Adiala Jail allows visitors

Only blood relatives will be allowed to meet their loved ones


Imran Asghar July 16, 2020
RAWALPINDI:

After a gap of around four months, visitors have been allowed into the Adiala Jail. The jail had banned all sorts of visits for fear of the novel coronavirus (Covid-19) pandemic spreading amongst its inmates.

The jail administration on Wednesday issued a schedule of the meetings which will be organised under the strict standard operating procedures (SOPs).

Under the latest rules, only blood relatives will be allowed to meet their loved ones inside the jails. Moreover, there will be a restriction on inmates meeting with children and the elderly.

Jail officials said that visitor meetings had been banned in March to prevent the virus from spreading amongst the jail population. However, the practice has resumed after a fall in Covid-19 cases.

The jail authorities have fixed days for meetings by dividing inmates based on the nature of their crimes.

Convicts imprisoned for criminal cases such as fraud, robbery, terrorism, and those sentenced to death can meet their families on Monday.

Inmates convicted or currently under-trial for murder or facing the National Accountability Bureau (NAB) cases, will meet their families on Tuesday.

Inmates indicted in the kidnapping, rape, and terrorism cases can meet their families on Wednesday while on Thursday, families of foreigners and women criminals can visit the Adiala Jail.

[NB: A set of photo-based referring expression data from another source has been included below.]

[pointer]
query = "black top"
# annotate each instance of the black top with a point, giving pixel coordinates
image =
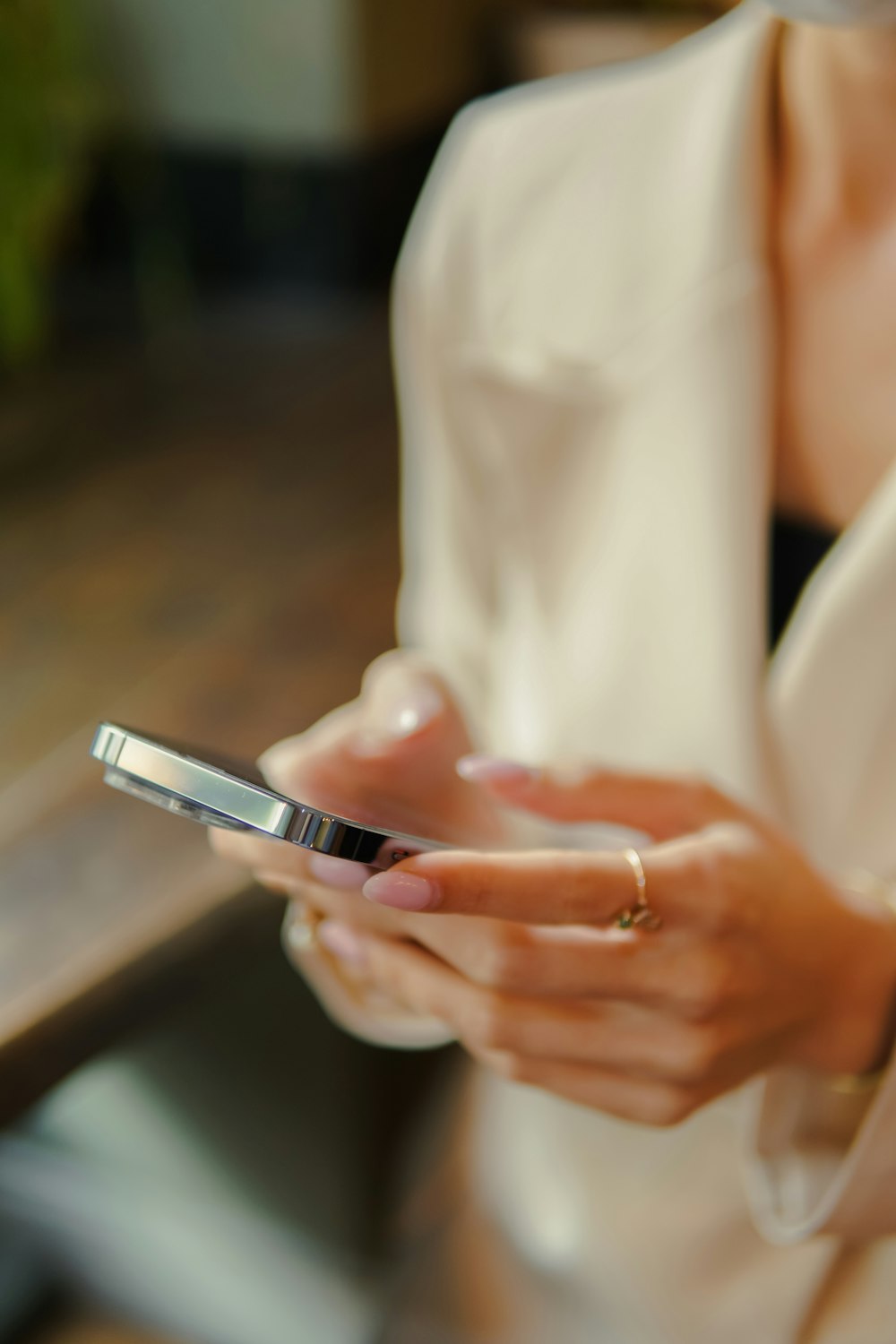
(796, 550)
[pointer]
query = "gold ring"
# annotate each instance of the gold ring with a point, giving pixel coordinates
(640, 916)
(301, 929)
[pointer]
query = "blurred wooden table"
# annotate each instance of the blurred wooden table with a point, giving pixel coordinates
(198, 540)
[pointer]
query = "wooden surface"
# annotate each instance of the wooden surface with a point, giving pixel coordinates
(77, 1328)
(196, 540)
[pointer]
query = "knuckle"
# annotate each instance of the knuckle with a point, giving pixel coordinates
(708, 986)
(694, 1056)
(498, 960)
(669, 1107)
(487, 1024)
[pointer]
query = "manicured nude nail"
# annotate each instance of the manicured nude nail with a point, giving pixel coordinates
(338, 873)
(484, 769)
(402, 892)
(341, 941)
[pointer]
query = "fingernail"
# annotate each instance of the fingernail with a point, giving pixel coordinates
(338, 873)
(400, 715)
(341, 941)
(402, 892)
(484, 769)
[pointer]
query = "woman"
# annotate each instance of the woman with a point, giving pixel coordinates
(637, 314)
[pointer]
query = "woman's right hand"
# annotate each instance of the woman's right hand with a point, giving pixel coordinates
(386, 758)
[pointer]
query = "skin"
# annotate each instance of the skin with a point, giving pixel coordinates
(761, 960)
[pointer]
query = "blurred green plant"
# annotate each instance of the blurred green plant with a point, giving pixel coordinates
(48, 112)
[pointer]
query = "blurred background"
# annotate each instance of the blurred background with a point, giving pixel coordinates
(201, 206)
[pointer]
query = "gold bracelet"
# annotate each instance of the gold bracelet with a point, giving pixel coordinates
(864, 884)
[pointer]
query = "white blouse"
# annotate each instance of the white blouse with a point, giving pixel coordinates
(584, 344)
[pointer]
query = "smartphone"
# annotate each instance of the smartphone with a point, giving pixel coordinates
(217, 792)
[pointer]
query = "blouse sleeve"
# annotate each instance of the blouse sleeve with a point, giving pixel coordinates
(820, 1160)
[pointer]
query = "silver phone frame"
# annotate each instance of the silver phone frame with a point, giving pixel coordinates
(172, 777)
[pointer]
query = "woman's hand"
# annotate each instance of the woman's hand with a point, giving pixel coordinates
(387, 758)
(759, 960)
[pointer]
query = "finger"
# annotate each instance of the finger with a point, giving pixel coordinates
(642, 1101)
(688, 976)
(629, 1039)
(684, 883)
(662, 806)
(389, 757)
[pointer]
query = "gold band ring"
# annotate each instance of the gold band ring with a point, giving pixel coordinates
(301, 929)
(640, 916)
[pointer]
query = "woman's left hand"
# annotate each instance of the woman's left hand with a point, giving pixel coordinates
(759, 960)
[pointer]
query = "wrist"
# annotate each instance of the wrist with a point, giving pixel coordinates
(864, 1034)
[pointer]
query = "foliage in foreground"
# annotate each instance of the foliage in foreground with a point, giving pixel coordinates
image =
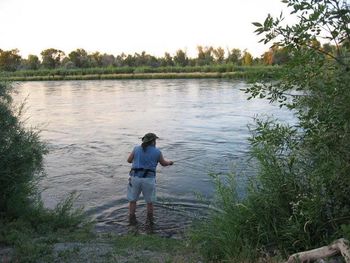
(22, 214)
(300, 197)
(21, 157)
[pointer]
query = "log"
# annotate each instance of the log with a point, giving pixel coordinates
(339, 246)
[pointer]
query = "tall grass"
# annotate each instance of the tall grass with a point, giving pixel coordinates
(23, 216)
(217, 71)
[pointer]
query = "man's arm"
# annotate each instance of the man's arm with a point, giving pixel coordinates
(164, 162)
(131, 157)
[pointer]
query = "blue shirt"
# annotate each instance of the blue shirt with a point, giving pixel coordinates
(147, 159)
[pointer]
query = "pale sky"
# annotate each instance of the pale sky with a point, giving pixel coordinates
(115, 26)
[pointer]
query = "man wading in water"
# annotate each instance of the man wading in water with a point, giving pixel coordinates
(144, 161)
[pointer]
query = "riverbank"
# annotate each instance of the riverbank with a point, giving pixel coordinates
(141, 73)
(22, 244)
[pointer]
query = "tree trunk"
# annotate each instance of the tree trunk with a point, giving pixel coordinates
(339, 246)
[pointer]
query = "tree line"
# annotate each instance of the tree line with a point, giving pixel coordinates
(11, 60)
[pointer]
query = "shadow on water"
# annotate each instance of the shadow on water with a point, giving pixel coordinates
(171, 217)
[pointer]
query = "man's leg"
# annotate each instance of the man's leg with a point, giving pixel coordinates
(150, 210)
(132, 210)
(132, 207)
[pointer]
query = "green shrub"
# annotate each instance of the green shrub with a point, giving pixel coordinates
(21, 156)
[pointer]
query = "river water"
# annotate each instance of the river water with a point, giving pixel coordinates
(92, 126)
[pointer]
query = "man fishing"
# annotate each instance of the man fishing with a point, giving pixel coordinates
(144, 159)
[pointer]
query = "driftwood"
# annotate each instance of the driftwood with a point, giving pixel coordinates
(339, 246)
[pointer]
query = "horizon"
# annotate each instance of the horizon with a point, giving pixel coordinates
(131, 27)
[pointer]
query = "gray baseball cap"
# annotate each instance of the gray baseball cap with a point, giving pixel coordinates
(149, 137)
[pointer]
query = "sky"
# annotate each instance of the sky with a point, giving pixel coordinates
(129, 26)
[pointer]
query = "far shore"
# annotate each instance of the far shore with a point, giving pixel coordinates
(56, 75)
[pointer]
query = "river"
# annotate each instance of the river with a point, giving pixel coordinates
(92, 126)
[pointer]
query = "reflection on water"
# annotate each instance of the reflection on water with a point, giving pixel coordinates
(91, 127)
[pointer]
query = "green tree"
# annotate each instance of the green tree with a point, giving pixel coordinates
(300, 197)
(205, 56)
(51, 58)
(21, 159)
(95, 59)
(314, 157)
(247, 59)
(234, 56)
(181, 58)
(167, 60)
(32, 62)
(80, 58)
(219, 55)
(9, 60)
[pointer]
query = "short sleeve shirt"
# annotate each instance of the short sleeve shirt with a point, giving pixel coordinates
(147, 159)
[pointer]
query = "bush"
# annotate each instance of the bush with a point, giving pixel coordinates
(21, 157)
(300, 197)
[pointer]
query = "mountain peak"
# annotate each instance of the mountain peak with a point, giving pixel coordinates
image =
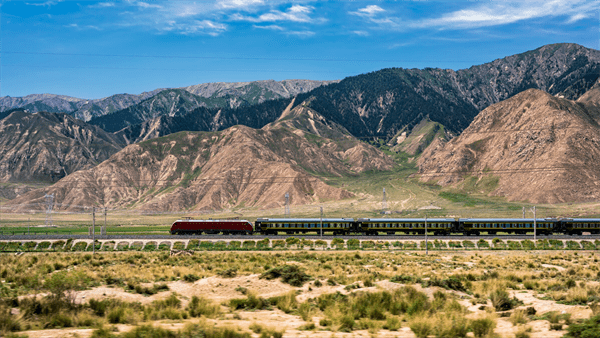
(538, 147)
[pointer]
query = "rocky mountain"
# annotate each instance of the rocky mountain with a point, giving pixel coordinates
(385, 102)
(414, 141)
(236, 167)
(170, 102)
(537, 147)
(220, 94)
(249, 93)
(45, 147)
(205, 119)
(80, 108)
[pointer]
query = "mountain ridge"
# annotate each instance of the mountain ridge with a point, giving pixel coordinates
(540, 148)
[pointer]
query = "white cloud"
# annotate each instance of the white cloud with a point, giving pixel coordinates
(270, 27)
(48, 3)
(501, 13)
(76, 26)
(103, 5)
(361, 33)
(301, 34)
(296, 13)
(372, 14)
(142, 4)
(369, 11)
(239, 4)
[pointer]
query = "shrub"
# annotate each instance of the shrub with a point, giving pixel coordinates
(8, 322)
(404, 279)
(249, 245)
(527, 244)
(338, 243)
(518, 317)
(392, 324)
(200, 306)
(325, 322)
(290, 274)
(456, 326)
(523, 332)
(501, 301)
(150, 332)
(286, 303)
(468, 244)
(347, 323)
(587, 329)
(451, 283)
(228, 273)
(421, 327)
(307, 327)
(190, 278)
(483, 244)
(263, 243)
(251, 302)
(482, 327)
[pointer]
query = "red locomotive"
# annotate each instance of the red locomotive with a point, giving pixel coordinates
(210, 226)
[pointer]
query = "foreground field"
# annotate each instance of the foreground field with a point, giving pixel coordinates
(300, 294)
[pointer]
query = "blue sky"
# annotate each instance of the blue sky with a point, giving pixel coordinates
(94, 49)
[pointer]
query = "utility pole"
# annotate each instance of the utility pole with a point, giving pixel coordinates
(49, 203)
(287, 204)
(93, 231)
(321, 222)
(534, 226)
(426, 243)
(383, 203)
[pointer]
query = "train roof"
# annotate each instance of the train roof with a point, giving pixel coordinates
(580, 219)
(212, 220)
(503, 220)
(383, 220)
(304, 220)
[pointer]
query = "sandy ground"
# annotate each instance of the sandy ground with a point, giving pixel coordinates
(221, 289)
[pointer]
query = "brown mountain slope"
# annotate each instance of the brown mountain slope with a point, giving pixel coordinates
(344, 152)
(239, 166)
(543, 149)
(48, 146)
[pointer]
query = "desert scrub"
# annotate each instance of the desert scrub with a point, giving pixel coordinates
(251, 302)
(290, 274)
(190, 330)
(502, 301)
(266, 332)
(587, 329)
(483, 327)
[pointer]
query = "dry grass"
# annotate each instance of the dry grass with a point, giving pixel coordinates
(348, 291)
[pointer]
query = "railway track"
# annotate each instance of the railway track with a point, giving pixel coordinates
(309, 237)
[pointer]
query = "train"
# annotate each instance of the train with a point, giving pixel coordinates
(388, 226)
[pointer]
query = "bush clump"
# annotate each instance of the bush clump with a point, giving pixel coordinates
(589, 328)
(290, 274)
(501, 300)
(482, 327)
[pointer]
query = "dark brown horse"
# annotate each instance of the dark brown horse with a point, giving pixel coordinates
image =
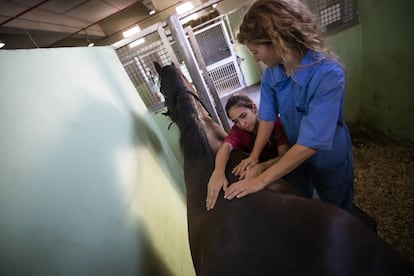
(268, 232)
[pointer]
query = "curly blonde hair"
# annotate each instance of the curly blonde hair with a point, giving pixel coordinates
(288, 24)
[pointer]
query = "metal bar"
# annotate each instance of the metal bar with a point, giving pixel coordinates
(210, 84)
(23, 12)
(177, 32)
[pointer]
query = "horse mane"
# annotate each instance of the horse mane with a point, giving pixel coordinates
(186, 109)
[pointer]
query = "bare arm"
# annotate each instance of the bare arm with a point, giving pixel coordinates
(295, 156)
(263, 134)
(218, 178)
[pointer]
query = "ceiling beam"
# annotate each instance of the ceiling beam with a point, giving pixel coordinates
(23, 12)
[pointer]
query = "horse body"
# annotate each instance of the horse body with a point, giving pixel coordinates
(265, 233)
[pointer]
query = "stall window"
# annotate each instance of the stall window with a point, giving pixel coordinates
(334, 15)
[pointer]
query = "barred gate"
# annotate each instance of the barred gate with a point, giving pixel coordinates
(220, 58)
(155, 43)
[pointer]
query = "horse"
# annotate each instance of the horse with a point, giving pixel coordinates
(271, 232)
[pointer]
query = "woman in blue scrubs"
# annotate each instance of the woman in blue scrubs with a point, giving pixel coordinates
(305, 84)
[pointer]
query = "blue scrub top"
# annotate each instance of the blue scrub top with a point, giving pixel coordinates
(310, 104)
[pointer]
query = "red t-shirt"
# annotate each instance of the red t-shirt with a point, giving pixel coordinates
(243, 140)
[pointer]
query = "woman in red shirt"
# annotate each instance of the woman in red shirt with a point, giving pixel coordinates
(243, 113)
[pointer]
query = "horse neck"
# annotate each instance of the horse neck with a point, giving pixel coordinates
(200, 135)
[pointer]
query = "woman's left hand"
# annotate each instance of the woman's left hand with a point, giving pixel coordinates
(254, 171)
(244, 187)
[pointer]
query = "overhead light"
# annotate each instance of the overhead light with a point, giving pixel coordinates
(131, 31)
(185, 7)
(136, 42)
(150, 5)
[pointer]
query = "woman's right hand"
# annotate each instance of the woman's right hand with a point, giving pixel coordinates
(244, 165)
(216, 182)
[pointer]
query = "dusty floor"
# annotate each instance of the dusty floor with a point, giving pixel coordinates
(384, 186)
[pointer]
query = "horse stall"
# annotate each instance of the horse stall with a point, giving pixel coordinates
(271, 232)
(180, 50)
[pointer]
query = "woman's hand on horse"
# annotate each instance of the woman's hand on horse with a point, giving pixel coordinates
(216, 182)
(244, 187)
(244, 165)
(253, 171)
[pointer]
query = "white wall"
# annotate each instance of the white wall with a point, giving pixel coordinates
(88, 185)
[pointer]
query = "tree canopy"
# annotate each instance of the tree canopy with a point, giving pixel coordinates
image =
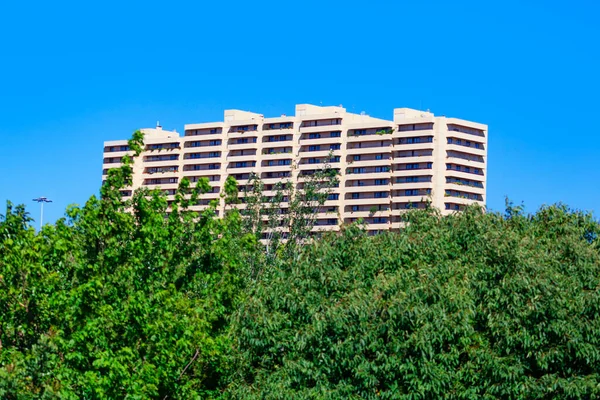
(146, 299)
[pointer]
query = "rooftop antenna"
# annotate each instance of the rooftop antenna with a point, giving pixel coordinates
(42, 200)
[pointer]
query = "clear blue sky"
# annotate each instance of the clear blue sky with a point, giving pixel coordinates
(74, 74)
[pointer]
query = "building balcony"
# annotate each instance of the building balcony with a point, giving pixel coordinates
(466, 137)
(277, 156)
(386, 138)
(368, 201)
(245, 134)
(326, 228)
(282, 179)
(163, 186)
(241, 170)
(322, 129)
(112, 165)
(324, 141)
(316, 167)
(397, 134)
(462, 201)
(305, 154)
(369, 150)
(465, 149)
(465, 188)
(412, 172)
(117, 154)
(367, 189)
(163, 163)
(202, 161)
(201, 149)
(412, 159)
(242, 146)
(367, 175)
(412, 199)
(412, 185)
(240, 158)
(366, 214)
(413, 146)
(368, 163)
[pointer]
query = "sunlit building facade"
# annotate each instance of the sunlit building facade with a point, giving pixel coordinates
(385, 166)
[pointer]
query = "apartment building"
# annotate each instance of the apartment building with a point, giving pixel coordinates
(386, 166)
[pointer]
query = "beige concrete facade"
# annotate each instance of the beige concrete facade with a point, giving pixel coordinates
(386, 166)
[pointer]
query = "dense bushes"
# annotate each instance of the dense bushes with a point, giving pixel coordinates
(119, 300)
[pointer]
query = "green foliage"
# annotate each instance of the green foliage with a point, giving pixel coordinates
(468, 306)
(148, 299)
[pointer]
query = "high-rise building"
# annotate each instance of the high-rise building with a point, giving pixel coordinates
(386, 166)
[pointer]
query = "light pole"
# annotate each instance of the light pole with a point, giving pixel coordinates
(42, 200)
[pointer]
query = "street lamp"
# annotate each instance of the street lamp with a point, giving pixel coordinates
(42, 200)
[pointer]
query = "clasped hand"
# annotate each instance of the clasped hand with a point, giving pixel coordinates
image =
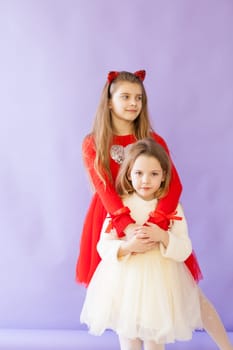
(141, 239)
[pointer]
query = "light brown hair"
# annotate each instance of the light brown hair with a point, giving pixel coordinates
(102, 130)
(150, 148)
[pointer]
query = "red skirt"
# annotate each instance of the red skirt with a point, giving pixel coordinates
(89, 258)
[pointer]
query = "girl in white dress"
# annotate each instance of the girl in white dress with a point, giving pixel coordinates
(142, 289)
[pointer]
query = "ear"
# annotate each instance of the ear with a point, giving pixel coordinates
(164, 176)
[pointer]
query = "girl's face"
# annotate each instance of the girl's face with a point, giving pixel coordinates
(146, 176)
(125, 104)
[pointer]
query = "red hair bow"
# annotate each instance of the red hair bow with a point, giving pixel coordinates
(140, 74)
(112, 75)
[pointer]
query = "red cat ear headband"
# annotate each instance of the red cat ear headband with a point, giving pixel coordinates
(140, 74)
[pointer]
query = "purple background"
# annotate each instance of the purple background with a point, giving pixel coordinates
(54, 59)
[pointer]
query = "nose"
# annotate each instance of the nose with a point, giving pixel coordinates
(133, 102)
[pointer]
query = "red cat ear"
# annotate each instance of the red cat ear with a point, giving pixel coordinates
(112, 75)
(140, 74)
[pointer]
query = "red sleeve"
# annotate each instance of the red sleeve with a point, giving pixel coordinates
(107, 193)
(169, 203)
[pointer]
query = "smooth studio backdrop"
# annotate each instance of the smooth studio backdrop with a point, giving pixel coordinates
(55, 56)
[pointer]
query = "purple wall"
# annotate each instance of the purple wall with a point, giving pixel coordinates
(54, 59)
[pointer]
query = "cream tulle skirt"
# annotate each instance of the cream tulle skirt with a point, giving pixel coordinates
(143, 296)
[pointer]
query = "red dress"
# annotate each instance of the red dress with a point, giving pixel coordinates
(106, 200)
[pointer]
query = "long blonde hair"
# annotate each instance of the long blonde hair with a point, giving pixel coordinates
(150, 148)
(102, 130)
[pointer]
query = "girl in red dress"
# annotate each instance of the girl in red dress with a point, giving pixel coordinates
(122, 119)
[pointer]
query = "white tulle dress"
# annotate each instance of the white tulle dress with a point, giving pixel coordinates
(151, 296)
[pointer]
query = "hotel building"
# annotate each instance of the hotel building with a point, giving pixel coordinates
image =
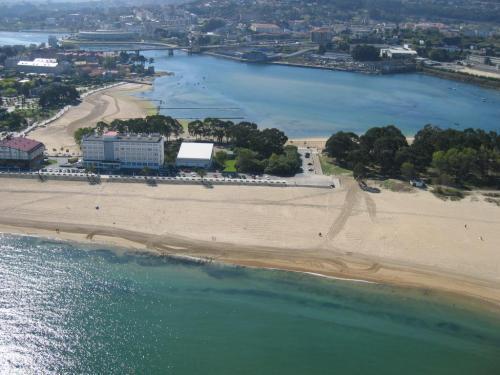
(123, 151)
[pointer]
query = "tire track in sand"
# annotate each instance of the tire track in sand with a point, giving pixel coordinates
(352, 197)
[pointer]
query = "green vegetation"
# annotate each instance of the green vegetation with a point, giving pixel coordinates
(329, 168)
(58, 95)
(164, 125)
(80, 133)
(11, 122)
(230, 166)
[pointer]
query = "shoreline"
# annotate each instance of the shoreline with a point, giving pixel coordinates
(473, 296)
(308, 258)
(106, 104)
(489, 83)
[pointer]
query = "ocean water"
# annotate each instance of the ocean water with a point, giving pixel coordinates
(65, 308)
(310, 102)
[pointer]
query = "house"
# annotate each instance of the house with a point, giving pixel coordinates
(195, 155)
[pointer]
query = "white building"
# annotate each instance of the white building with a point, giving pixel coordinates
(397, 53)
(116, 151)
(195, 155)
(21, 152)
(41, 66)
(265, 28)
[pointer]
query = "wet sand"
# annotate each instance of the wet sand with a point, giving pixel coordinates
(409, 239)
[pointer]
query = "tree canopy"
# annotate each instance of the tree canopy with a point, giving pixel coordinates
(467, 156)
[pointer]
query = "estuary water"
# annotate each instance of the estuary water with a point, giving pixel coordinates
(312, 102)
(66, 308)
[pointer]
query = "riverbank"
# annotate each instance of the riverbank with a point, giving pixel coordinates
(490, 83)
(105, 105)
(406, 239)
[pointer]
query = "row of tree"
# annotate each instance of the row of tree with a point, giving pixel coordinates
(457, 157)
(11, 121)
(164, 125)
(57, 95)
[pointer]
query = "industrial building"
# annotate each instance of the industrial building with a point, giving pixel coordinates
(195, 155)
(21, 152)
(112, 151)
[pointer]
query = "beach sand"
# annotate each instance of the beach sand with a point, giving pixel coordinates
(105, 105)
(410, 239)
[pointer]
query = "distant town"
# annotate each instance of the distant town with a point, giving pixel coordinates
(458, 39)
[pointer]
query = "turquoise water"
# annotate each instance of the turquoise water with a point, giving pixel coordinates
(310, 102)
(69, 309)
(24, 38)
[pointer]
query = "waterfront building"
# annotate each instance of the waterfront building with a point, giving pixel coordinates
(21, 152)
(41, 66)
(322, 35)
(195, 155)
(265, 28)
(123, 151)
(397, 53)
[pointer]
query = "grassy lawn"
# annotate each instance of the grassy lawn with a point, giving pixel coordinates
(331, 169)
(230, 166)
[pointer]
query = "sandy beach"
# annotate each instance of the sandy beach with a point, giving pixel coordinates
(410, 239)
(105, 105)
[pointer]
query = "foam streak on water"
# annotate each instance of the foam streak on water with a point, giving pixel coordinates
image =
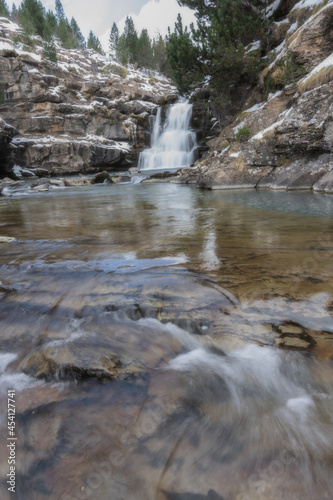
(173, 144)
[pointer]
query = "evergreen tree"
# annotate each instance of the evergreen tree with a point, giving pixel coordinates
(114, 38)
(183, 57)
(144, 56)
(32, 17)
(160, 57)
(94, 43)
(4, 10)
(122, 50)
(78, 37)
(49, 49)
(224, 28)
(131, 38)
(14, 16)
(60, 13)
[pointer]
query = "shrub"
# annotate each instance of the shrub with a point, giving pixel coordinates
(115, 70)
(243, 134)
(2, 95)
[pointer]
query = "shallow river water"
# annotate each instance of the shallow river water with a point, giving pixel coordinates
(167, 343)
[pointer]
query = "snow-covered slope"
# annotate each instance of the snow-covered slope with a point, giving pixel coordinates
(83, 114)
(283, 138)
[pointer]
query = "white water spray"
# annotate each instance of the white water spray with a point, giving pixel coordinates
(173, 144)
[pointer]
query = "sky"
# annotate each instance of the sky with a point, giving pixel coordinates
(99, 15)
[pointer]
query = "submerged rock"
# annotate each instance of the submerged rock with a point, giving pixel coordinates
(6, 239)
(72, 361)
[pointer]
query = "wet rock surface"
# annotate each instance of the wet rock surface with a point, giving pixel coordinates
(191, 359)
(287, 141)
(77, 116)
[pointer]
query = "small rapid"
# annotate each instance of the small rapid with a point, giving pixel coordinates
(173, 144)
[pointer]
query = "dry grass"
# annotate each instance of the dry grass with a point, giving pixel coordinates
(323, 76)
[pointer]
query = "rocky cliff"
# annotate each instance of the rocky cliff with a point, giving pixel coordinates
(83, 114)
(283, 136)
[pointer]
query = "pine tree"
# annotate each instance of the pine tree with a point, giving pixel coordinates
(32, 17)
(122, 50)
(60, 13)
(131, 38)
(4, 10)
(79, 40)
(183, 57)
(49, 49)
(14, 16)
(160, 57)
(144, 56)
(224, 28)
(114, 38)
(94, 43)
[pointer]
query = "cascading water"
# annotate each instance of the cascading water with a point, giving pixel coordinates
(173, 144)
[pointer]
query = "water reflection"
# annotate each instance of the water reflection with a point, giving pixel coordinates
(168, 343)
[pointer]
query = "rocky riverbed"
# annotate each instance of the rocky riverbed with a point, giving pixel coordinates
(166, 342)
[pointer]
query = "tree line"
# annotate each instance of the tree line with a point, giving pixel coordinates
(215, 50)
(133, 48)
(33, 18)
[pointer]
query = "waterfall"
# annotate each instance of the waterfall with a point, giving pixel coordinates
(173, 144)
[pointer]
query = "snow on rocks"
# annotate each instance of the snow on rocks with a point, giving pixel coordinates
(82, 114)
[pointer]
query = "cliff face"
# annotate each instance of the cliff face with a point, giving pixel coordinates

Friday has been reserved for families of petty criminals, while Saturday has been allocated for inmates who are 25-years-of-age or lower.

Death penalty moratorium on

Meanwhile, the government has decided to impose an unannounced moratorium on the death penalty.

At least 290 convicts are currently on the death row in the Adiala Jail.

Prison officials told The Express Tribune that the Pakistan Tehreek-e-Insaf (PTI) government has put a pause on executions after coming to power.

In Adiala Jail, there are currently some 290 convicts, including 10 women, who have been awarded the death penalty by the courts for committing various heinous crimes.

More than half of them, 150 convicts, were sentenced to death either by the district and sessions courts or the special anti-terrorism courts (ATCs).

Amongst them, the Supreme Court (SC) and the Lahore High Court (LHC) have turned down appeals of some 65 criminals. Most of them are now awaiting the decisions on their clemency appeals made to the President.

Officials told The Express Tribune that the district courts, as well as ATCs, have not issued execution orders, known as ‘black warrants’, for the past few years.

During the PTI tenure, the Lahore High Court-Rawalpindi Bench ruled against the capital punishments of some 96 offenders. The Rawalpindi bench also converted the death sentence of some 31 convicts into decade-long imprisonment.

Published in The Express Tribune, July 16th, 2020.